Hope this answered your question
Kalle I thought so too... until I read Jude the Obscure...
Lisa Like modern authors he wrote about what was around him. Many of his stories were based on things he saw or people he knew. He once , sat on a hill and saw a woman being hanged in Dorchester prison ( Martha brown I believe) this was so upsetting to him that he felt obliged to write Tess. He used his stories to highlight issues of the time. He was a very forward thinking man an saw the injustice facing women in Victorian rural england .

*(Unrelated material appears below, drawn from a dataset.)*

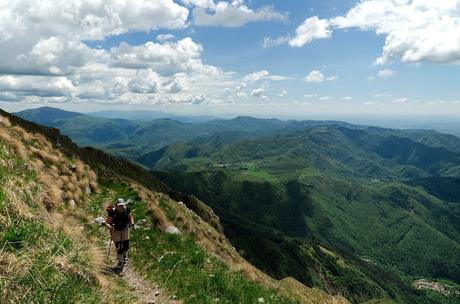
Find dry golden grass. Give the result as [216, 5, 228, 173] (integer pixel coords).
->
[130, 182, 173, 231]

J Hardy was greatly influenced by Arthur Schopenhauer, who is known as a pessimist. Not the glass-half-full pessimist-type. A philosophical pessimist, meaning he thought that being alive is worse than not being alive. Hardy wrote tragedies to show how bad things happen to good people, how we can all be victims of chance or "fate" if you want to call it that. He also wrote tragedies as social commentary and an admonishment on the hypocrisies of Victorian England. This book was meant to be sad, to show how silly superstitions and customs can ruin the lives of decent people.
Chinmay Hota "Our sweetest songs are those that tell of saddest thought"
Christi Nash Because it's about the plundering of the earth and the destruction of nature and a way of life close to the land in the 19th century, as well about basic rights for the poor/working class and women. I take it reality isn't your favorite subject.